Lifestyle modification in prediabetic individuals significantly reduced diabetes risk, triglycerides, LDL-C, and insulin resistance while increasing adiponectin levels compared to controls. The analysis found that prediabetic subjects experienced a 45.6% relative reduction in predicted diabetes risk, compared to only a 1.6% reduction in the control group.
Among diabetics, the lifestyle group achieved a 2.4-fold increase in remission rate (8.2% vs. 3.4%), along with greater weight loss and improvements in glycemic and inflammatory markers.
Conclusions
The study showed that prediabetic and diabetic individuals already display significant metabolic and inflammatory changes compared to healthy people. Insulin resistance, more than impaired insulin production, appears to drive early abnormalities.

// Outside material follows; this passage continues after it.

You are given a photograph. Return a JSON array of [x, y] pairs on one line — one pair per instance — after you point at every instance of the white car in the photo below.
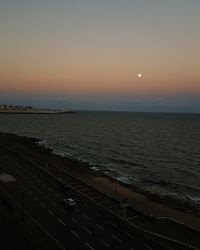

However, in established diabetes, both insulin resistance and reduced insulin secretion are evident. Increased hs-CRP levels suggest an important role in inflammation, while changes in other markers were more modest.
Although lipid abnormalities were relatively mild for LDL-C and apolipoproteins, greater differences in triglycerides, HDL-C, and small dense LDL-C suggest an increased cardiovascular risk even before overt diabetes develops.
The results emphasize that metabolic deterioration starts well before clinical diabetes is diagnosed, underlining the importance of early identification and intervention in high-risk individuals.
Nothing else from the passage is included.